Parkinson and Lewy Body-like Dementia Triggers

Danish and German scientists have identified impaired cytokine interferon-β (IFN-β) signaling as a possible molecular trigger for Parkinson disease dementia, as well as the related neurodegenerative disorder, Lewy body dementia. Correcting deficits in IFN-β via gene therapy may one day provide a treatment for these neurodegenerative diseases.

Parkinson disease is characterized by tremor and rigidity, caused by loss of basal ganglia dopaminergic neurons and marked by the presence of Lewy bodies-aggregated protein deposits containing alpha-synuclein. Dementia is another characteristic of later stages of the disease. Lewy body dementia shares overlapping characteristics with Parkinson disease. The two disorders are more distinct in earlier stages, since Parkinson is characterized by movement symptoms initially, while dementia occurs earlier in Lewy body disease.

The research report appeared in the prestigious journal Cell. According to the study, IFN-β is responsible for neuronal homeostasis and cellular clean-up, and the absence of the cytokine could trigger neurodegenerative disease.

Led by Patrick Ejlerskov of the University of Copenhagen, the researchers studied mice that lacked IFN- β, known as ifnb mutant mice. The animals had impairments in both cognitive function and in movement, as measured by a water maze and RotaRod test, both standard behavioral tasks. The scientists used immunostaining of the mouse brain to identify the presence of Lewy bodies in the brain containing the characteristic protein alpha-synuclein. Surprisingly, they also found a reduction in dopamine neurons in the substantia nigra as well as impaired dopamine neuronal signaling-hallmark signs of Parkinson disease.

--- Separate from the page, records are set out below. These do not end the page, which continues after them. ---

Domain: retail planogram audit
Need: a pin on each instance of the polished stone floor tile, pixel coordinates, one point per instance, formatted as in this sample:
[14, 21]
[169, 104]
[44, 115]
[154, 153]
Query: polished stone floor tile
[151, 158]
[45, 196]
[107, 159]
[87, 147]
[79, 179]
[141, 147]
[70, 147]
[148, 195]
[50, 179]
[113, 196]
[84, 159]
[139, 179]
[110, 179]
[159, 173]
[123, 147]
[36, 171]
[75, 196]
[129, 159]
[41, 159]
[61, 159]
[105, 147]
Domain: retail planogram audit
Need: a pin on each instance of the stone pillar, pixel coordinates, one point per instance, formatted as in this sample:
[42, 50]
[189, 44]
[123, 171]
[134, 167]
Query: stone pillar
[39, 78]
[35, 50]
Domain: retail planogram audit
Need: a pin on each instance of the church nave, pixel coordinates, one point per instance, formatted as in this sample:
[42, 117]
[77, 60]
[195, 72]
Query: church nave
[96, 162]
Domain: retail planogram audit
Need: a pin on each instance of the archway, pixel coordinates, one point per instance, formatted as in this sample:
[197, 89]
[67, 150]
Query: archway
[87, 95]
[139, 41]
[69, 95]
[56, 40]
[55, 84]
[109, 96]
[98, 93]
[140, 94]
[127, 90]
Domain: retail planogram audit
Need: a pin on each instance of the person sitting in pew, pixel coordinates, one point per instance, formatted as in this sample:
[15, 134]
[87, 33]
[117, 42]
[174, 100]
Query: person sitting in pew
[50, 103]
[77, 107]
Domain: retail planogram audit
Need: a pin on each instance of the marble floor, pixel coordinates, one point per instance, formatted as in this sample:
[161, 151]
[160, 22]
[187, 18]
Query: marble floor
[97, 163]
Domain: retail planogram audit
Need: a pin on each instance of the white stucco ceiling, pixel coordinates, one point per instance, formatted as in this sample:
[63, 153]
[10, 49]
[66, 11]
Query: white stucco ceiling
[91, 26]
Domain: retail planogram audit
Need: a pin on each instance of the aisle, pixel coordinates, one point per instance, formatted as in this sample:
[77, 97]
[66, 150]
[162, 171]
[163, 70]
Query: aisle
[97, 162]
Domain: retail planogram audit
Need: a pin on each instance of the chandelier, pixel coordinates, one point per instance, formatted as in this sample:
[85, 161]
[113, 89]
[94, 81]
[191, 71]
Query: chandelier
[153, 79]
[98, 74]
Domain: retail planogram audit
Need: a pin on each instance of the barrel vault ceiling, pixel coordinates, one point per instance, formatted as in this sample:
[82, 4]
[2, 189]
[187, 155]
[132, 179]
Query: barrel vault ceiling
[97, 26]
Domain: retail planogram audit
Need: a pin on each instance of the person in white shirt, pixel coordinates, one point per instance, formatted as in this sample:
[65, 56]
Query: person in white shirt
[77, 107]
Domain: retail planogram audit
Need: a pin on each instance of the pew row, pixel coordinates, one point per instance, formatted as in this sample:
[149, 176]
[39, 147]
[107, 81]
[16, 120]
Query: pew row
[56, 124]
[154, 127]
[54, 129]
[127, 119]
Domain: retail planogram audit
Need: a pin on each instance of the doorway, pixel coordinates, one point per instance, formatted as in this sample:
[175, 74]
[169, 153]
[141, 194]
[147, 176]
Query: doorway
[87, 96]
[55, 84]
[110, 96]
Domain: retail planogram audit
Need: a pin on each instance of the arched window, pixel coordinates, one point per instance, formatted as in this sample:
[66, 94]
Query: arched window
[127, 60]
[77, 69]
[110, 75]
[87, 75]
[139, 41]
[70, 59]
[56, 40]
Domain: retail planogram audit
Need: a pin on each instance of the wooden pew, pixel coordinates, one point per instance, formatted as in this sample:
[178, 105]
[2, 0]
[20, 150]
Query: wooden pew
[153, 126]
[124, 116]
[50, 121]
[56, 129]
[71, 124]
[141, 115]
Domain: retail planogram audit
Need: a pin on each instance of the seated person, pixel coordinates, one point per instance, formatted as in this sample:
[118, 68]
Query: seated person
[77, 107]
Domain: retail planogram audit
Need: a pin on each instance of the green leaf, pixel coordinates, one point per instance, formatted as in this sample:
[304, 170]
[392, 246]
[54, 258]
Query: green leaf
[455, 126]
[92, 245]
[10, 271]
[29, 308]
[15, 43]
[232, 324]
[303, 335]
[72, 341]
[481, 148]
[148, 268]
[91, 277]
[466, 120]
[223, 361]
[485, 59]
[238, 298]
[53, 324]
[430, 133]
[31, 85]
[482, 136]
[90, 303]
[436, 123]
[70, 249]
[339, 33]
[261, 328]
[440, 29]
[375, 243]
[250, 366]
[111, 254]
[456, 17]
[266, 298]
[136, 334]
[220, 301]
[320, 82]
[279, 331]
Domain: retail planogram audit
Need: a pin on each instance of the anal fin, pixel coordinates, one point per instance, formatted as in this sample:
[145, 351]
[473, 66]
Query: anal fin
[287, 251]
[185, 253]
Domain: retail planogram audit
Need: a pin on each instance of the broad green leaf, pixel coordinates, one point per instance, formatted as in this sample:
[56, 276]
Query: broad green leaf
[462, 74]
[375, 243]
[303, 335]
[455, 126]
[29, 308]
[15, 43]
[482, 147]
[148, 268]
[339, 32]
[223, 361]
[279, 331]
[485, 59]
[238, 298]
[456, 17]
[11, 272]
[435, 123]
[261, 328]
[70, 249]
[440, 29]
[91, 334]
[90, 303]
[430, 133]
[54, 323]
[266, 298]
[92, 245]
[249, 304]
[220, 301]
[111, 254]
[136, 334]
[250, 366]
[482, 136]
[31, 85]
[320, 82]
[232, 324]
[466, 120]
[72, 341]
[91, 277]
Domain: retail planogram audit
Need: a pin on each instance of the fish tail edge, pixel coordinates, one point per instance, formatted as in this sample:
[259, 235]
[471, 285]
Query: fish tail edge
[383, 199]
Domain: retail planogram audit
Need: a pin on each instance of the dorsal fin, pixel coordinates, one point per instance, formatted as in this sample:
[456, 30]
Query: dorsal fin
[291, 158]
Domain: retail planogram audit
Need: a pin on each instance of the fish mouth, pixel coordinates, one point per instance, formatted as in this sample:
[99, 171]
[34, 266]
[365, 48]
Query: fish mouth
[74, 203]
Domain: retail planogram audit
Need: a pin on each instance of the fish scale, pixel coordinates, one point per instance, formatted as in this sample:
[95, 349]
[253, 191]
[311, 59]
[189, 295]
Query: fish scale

According to the study authors, the alpha-synuclein and Lewy body accumulation are the consequence of “late-stage autophagy.” Autophagy is a mechanism for cleaning up the cell. The process degrades proteins, organelles, lipids, and aggregates of protein and is a critical homeostatic process for the neuron.

“We found that IFN-β is essential for neurons’ ability to recycle waste proteins. Without this, the waste proteins accumulate in disease-associated structures called Lewy bodies and with time the neurons die,” noted Ejlerskov in a press release.

As a final stage of the study, the scientists tested the effects of corrective gene therapy in a rat model of Parkinson disease induced by injecting human alpha-synuclein into the rat substantia nigra. They used a lentivirus to over-express IFN-β in one group of the Parkinsonian  rats while another control group received the lentivirus only, as a sham treatment. The animals without the corrective gene therapy developed problems with autophagy and accumulation of several proteins in the brain, including alpha-synuclein. The animals with IFN-β overexpression did not have these problems. The gene therapy also protected dopamine neurons in the substantia nigra and improved movement problems in the animals. The scientists concluded in their manuscript “We showed that Ifnb gene therapy reversed pathology in a familial PD model, by promoting autophagy and a-syn clearance, which preserved DA neurons and associated neurologic deficit.”

Not only did this research study identify a possible new animal model for Parkinson disease and Lewy body dementia, but it the results also suggest a potential new avenue for gene therapy in these neurological conditions.

In a press release, principal investgator Shohreh Issazadeh-Navikas remarked, “This is one of the first genes found to cause pathology and clinical features of non-familial PD and DLB, through accumulation of disease-causing proteins. It is independent of gene mutations known from familial PD and when we introduced IFNβ-gene therapy, we could prevent neuronal death and disease development. Our hope is that this knowledge will enable development of more effective treatment of PD.”

Reference: Ejlerskov P, et al. Lack of neuronal IFN-β-IFNAR causes Lewy body- and Parkinson’s disease-like dementia. Cell. 2015;163(2):324-339.